Find out the various ways that you can combat micromanagement and become a more trusting and successful leader:

#1 Way to combat micromanagement: Practice Delegating: Not knowing how to delegate effectively leads to unintentional micromanaging. Effective delegation plays to the skills of your employees and gives them the ability to strengthen their skillset. Trusting your employees motivates them to do better work and guides them to a more collaborative work environment.

#2 Way to combat micromanagement: Focus on managing culture: Effective leaders care more about managing their culture than they do managing their team. Micromanaging can’t exist with a good cultural foundation. When you focus on your company’s values, you have less time to micromanage your employees’ actions. When employees understand that their leaders are working toward an effective culture, not only will they be more productive but more motivated to get the work done.

#3 Way to combat micromanagement: Set clear expectations: Establishing expectations upfront sets your team up for success, the clearer you are, the better your employees will perform. Many leaders micromanage because they think they’re the best for the job, but often they fall into the habit of doing the task without delegating what you want them to achieve and not how you want them to achieve it.
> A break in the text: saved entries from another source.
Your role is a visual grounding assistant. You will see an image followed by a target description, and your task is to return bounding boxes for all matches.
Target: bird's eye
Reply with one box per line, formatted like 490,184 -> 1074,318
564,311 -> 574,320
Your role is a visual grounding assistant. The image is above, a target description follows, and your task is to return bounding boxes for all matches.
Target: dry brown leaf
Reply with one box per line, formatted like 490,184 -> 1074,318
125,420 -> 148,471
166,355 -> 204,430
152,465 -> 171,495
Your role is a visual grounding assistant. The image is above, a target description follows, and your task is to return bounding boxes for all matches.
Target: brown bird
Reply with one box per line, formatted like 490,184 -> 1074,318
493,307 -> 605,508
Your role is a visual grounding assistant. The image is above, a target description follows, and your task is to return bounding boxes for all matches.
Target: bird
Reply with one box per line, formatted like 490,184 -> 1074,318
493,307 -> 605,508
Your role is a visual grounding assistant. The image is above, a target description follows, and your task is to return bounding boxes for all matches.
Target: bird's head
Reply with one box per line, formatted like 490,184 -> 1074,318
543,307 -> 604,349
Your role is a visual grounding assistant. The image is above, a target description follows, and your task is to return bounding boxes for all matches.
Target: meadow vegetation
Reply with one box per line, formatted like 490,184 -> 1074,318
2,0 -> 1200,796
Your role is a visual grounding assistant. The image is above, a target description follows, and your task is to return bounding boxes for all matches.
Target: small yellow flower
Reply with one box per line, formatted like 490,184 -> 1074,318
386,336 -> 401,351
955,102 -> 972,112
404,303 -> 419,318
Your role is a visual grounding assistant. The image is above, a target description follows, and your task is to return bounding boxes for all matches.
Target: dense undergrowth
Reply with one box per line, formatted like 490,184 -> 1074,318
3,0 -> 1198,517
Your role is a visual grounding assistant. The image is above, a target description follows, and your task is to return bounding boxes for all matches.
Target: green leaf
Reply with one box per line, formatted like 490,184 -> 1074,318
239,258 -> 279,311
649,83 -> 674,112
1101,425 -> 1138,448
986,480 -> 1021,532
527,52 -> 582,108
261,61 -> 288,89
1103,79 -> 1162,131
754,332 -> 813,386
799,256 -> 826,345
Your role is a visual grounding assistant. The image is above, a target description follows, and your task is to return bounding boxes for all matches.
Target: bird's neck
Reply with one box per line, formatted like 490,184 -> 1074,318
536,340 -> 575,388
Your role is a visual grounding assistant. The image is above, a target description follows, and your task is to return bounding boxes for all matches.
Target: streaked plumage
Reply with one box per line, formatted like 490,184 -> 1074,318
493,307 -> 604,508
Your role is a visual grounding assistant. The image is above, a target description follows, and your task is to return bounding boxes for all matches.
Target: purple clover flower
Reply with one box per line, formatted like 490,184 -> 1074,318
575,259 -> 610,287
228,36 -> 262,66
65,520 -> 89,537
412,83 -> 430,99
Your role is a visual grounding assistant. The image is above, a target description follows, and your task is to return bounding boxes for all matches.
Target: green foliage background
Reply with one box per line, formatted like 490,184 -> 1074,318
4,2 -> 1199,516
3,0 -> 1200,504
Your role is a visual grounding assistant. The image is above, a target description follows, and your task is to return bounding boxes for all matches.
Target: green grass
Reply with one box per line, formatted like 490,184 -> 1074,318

Continue to practice delegation by setting these expectations and trusting your employees to do the rest.

#4 Way to combat micromanagement: Ask employees how they want to be managed: Start by asking your team what type of management would be best for them. A good culture is created by adhering to your teams’ needs and preferences. Great leaders often combat micromanaging by seeking employee input. Not only does this provide leaders with important information on shaping culture, but it also establishes trust and autonomy in your team.

#5 Way to combat micromanagement: Trust your team: The root of micromanaging is a lack of trust. No matter where your lack of trust stems from, building the foundations of trust at work will empower your team to be self-sufficient and increase productivity. Practicing new ways of trusting your team is a great way to challenge yourself to delegate effectively. You hired your employees for a reason, trust them to do the job you were confident they could.

#6 Way to combat micromanagement: Pass on responsibility: Overcoming micromanaging is difficult, especially giving up the tasks that you normally would do yourself. Trusting your team with more responsibility can lead to more creativity and collaboration. Rather than sticking around to manage every task, discuss the project, strategies and concerns upfront and trust your team to do the heavy lifting. Make yourself available to answer questions, and give feedback when prompted and allow yourself to focus on leading rather than managing.